The Legacy of St. Francis and Blessed John Paul II
St. Francis, after seeing the vision of the Passion, wanted to live his life as a hermit, believing his private, humble prayers would be enough. Blessed John Paul II initially wanted to be an actor, believing, in part, that winning people’s hearts through laughter and entertainment was what God intended for him. He developed a “theological vision” and trusted that the Blessed Mother would guide his country out of the darkness of Communism and into the light of Salvation. Both men always accepted the will of God for them and spent long hours in personal prayer. Francis eventually received the five wounds of Christ, which became the testament to his sacred life when his body was taken through the streets of Assisi the day after he died. Even the future St. Clare and the throngs gathered for the procession of his body saw the sacred bloody wounds as the body of St. Francis was initially laid to rest at St. George’s in Assisi the day after he died in 1226. The cries of the people of “Santo Subito” were heard by his friend Pope Gregory IX in Rome.
The world watched as the late great Pope John Paul II publicly and gracefully suffered community martyrdom as he bore a debilitating disease that ravaged his frail body. When he died millions in Rome, and over a billion around the world, mourned his passing and their cries of “Santo Subito” were heard by his friend Pope Benedict XVI. When he was beatified on Divine Mercy Sunday, a crowd of over 1.5 million came from all over the world to witness the Mass at St.

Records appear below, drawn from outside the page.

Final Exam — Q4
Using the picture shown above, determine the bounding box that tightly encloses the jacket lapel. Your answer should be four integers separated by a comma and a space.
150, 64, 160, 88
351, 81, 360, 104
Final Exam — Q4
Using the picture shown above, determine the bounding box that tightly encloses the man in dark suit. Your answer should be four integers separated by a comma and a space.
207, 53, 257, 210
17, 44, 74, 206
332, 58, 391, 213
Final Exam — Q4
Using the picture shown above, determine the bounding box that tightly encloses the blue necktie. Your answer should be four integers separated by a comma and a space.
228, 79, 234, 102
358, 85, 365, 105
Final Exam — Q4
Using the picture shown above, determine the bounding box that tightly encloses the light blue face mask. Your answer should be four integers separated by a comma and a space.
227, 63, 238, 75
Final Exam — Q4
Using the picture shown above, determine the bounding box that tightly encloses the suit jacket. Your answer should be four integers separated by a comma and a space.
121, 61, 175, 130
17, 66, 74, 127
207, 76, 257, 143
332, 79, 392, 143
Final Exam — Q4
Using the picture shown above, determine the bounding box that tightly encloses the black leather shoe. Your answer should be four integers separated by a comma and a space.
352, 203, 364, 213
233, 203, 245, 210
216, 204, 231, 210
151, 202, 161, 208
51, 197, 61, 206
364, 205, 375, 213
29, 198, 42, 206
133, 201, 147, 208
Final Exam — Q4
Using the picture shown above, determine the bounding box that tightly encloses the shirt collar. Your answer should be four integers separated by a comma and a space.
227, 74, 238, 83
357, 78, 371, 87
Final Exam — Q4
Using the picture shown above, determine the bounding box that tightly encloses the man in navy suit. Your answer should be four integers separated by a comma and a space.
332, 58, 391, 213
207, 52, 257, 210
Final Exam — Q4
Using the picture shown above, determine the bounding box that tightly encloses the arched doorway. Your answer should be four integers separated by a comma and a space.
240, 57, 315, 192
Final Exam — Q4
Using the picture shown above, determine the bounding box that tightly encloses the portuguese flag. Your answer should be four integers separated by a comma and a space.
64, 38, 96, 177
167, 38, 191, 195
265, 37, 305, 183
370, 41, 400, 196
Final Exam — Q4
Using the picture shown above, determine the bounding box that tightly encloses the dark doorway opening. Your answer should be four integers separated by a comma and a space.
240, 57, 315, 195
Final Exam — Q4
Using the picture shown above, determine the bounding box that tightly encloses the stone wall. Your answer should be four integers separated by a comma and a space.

Peter’s. Blessed John Paul II’s body was laid to rest in a spot where Blessed Innocent XI (1676-1689) incorrupt remains were relocated from the interior of St. Peter’s. Visitors now at St. Peter’s will pass by arguably the most famous sculpture in the world, Michelangelo’s The Pietà, before they now see the casket of Blessed John Paul II.
St. Francis’ place in Church history is already assured and known. How the world will view Blessed John Paul II in 800 years remains to be seen. While there were issues and problems during the pontificate of Blessed John Paul II, we know that Church membership flourished globally, nearly doubling to 1.2 billion souls from 1978 to 2005. The number of young priests and religious in the world today that were inspired — like Brother Sebastian I met in Assisi — to join orders because of Pope John Paul II is countless and will continue to grow in the future. Blessed John Paul II, like St. Francis, left us deep spiritual words to ponder for centuries to come. The late Blessed John Paul the Great taught us the truth about our place in this world and the Heavenly One to come and, most importantly, what it means to love one another in the name of Christ. His simple words, “Do not be afraid” give us comfort in times of trial and suffering. Those same simple words are also the spark to light the imagination of the possible. John Paul II is indeed Blessed today; Santo subito, domani!